The 12,000 square foot house was designed by architect Kenneth MacDonald, designer of the Arcade building in downtown Los Angeles, and the amazing Portal of the Folded Wings Shrine in Burbank. The house includes a marble-faced entry hall with an elegant circular stairway, frescoed ceilings, a ballroom panelled with exotic woods, and even a pipe organ. When it was built, the grounds featured formal gardens with topiary, a Chinese garden, and a funicular that descended from the hill-top house to the beach below.
In addition to the elegant decor, the house also featured modern conveniences, including one of the first central vacuum systems, an elevator, and a seven-car garage beneath the house, with an in-garage car wash system.

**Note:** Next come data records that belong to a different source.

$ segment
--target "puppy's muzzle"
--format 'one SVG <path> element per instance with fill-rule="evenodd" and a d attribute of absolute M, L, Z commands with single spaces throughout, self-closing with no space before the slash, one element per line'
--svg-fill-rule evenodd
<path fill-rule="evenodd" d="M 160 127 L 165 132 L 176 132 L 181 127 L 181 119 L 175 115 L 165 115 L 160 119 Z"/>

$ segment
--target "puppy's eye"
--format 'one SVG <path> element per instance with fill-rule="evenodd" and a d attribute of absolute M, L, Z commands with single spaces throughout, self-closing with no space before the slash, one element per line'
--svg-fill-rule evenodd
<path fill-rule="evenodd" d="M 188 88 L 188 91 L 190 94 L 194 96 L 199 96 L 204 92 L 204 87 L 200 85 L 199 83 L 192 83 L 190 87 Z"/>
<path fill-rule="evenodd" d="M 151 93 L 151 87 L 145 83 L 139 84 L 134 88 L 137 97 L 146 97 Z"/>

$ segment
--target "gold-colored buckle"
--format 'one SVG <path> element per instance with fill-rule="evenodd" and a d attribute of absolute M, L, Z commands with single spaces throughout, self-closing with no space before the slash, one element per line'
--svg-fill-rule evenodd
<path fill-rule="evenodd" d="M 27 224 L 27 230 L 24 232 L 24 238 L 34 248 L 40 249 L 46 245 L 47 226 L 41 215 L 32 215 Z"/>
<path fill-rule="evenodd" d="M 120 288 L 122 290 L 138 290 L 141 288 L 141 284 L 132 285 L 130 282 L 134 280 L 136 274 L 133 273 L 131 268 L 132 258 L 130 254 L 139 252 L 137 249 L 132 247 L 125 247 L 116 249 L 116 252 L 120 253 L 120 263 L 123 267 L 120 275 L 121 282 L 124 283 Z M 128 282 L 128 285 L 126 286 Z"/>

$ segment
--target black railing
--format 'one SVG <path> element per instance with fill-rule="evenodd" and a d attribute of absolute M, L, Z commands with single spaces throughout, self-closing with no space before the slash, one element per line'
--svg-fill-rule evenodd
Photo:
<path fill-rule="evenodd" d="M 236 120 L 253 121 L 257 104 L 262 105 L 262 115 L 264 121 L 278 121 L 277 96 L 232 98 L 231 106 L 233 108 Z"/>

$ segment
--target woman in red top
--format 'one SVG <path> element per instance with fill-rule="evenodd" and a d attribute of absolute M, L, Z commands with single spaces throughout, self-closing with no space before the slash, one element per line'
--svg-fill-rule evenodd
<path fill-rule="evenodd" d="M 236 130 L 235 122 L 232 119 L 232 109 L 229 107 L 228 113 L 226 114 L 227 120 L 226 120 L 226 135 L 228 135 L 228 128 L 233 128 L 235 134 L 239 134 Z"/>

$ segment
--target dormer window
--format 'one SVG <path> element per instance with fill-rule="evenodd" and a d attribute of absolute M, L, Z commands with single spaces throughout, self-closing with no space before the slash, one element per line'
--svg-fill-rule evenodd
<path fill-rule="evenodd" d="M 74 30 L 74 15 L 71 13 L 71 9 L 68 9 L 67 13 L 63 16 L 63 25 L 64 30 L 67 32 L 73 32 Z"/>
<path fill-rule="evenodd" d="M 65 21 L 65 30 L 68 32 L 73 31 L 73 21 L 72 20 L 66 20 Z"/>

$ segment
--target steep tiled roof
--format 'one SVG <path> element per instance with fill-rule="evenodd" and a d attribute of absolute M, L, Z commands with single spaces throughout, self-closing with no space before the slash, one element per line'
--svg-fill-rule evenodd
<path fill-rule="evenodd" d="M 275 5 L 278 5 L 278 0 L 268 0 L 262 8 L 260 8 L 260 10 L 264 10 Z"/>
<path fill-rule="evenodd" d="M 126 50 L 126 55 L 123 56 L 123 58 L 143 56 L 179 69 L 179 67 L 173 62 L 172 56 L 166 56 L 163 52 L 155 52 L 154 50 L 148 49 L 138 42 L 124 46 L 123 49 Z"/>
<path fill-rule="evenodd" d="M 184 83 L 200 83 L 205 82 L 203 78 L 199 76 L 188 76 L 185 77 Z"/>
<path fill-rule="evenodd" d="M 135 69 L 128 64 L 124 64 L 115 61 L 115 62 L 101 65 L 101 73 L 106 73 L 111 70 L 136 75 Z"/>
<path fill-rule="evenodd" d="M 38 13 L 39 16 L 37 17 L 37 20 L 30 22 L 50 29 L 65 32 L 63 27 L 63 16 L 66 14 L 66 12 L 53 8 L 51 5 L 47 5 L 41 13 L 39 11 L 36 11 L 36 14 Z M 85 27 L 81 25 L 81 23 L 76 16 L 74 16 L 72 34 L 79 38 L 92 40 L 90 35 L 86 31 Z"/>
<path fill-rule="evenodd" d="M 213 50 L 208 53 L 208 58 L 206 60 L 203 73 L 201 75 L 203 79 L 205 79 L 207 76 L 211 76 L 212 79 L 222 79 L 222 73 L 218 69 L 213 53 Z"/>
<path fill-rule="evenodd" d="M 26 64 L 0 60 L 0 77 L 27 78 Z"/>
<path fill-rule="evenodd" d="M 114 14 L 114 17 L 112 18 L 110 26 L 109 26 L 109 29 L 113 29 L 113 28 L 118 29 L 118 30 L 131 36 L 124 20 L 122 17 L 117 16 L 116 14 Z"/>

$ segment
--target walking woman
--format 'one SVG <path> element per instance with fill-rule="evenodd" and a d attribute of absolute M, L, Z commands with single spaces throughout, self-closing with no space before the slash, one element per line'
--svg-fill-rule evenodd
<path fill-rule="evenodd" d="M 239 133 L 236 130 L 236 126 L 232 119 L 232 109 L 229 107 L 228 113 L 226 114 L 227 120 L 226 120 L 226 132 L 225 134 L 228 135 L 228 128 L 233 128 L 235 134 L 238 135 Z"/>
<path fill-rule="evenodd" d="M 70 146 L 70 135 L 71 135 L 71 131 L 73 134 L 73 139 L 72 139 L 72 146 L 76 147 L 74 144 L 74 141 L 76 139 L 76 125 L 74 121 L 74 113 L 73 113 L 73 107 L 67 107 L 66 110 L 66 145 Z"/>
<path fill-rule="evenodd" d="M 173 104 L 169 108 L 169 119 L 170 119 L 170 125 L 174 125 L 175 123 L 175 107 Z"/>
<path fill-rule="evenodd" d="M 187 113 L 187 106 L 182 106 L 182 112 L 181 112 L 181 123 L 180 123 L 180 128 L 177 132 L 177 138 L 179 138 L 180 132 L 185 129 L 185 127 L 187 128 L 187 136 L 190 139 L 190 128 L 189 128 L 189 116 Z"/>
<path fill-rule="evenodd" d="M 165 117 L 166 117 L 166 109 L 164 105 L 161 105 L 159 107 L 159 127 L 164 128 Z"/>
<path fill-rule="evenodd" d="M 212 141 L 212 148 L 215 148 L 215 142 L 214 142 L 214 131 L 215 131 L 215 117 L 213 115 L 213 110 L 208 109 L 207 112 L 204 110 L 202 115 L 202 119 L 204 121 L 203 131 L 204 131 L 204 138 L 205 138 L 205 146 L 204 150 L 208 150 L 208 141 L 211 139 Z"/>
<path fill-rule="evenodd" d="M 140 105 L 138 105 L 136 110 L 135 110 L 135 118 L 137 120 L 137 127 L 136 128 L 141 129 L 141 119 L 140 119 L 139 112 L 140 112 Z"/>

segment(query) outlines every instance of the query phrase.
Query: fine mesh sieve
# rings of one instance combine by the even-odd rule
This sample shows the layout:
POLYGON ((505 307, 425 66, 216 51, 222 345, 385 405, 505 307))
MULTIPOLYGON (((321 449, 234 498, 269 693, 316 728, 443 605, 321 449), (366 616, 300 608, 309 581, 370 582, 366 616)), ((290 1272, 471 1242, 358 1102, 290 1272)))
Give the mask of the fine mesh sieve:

The house took five years to complete. The Kauffmans lived in the house for five years before Clemence died, and Leon lived only another two years. Their grown son chose not to live in the house, which was overseen by caretakers until 1952, when the estate was settled. In the '70s it was owned by a group of investors. It went on the market in 2005, and it's not clear who owns it now. As recently as April of 2009, it has been used as a special event venue.
If you are driving north on Pacific Coast Highway out of Santa Monica, you will come to Porto Marina Way, where a footbridge arches over the highway to the beach just before the elegant building that used to be Thelma Todd's Sidewalk Cafe. If you take a right turn at Porto Marina, you will wind up the steep hillside, climbing horizontally with switchbacks up the face of the bluff. You thread through narrow streets, then the road curves out with a pristine view of the sea, and you come to the gates of the Villa de Leon.
Golden sandstone pillars topped with classical statuary - or, at least, 1926's version of classic statuary - flank ornate wrought iron gates festooned with bougainvillea. Beyond, the columned facade of the mansion looks to the sea. A tiered patio climbs descends the slope.
Beneath the patio, the once-fabled gardens have crumbled, victims of earlier landslides. Beyond the retaining wall, and behind the chain link fences, you can see that renovation work is taking place. The house appears to be empty, though gardeners regularly care for the grounds.
Silhouetted against the misty Santa Monica Mountains of Topanga Canyon, and the late 1960's housing development of Parker Mesa, this elegant statue is the closest you're going to get to Maxfield Parrish paintings in Southern California today.
I've been driving back and forth beneath this pile of sandstone for over twelve years, and this is the first time I ever thought of taking that turn, winding up the narrow streets, and seeing what it really was. I'm starting to do that more and more, these days. And everytime I take that turn-off, follow that curious impulse, question the hidden things behind familiar sights, I find something strange and wonderful. Like a replica Italian villa - who would have thought it? Now that I know it's there, maybe I'll learn something else about it.
Los Angeles seems particularly rich in fascinating stories, which is why I love it. But other places have hidden secrets, too. Explore those near you, wherever you are. You never know what you might find.
3 comments:
Gorgeous, fascinating and to my untrained eye it looks great. Of course my wife, an art historian and with a pair of well-trained eyes might have some more critical things to say, but I think the arch. is great!
you blog is a lovely one. very well maintained too.
Cheers!
Thanks for continually sharing so many fascinating stories and pics of L.A. (It's weird to read this, a couple weeks ago friends were telling us about the Getty Villa (the real one, apparently).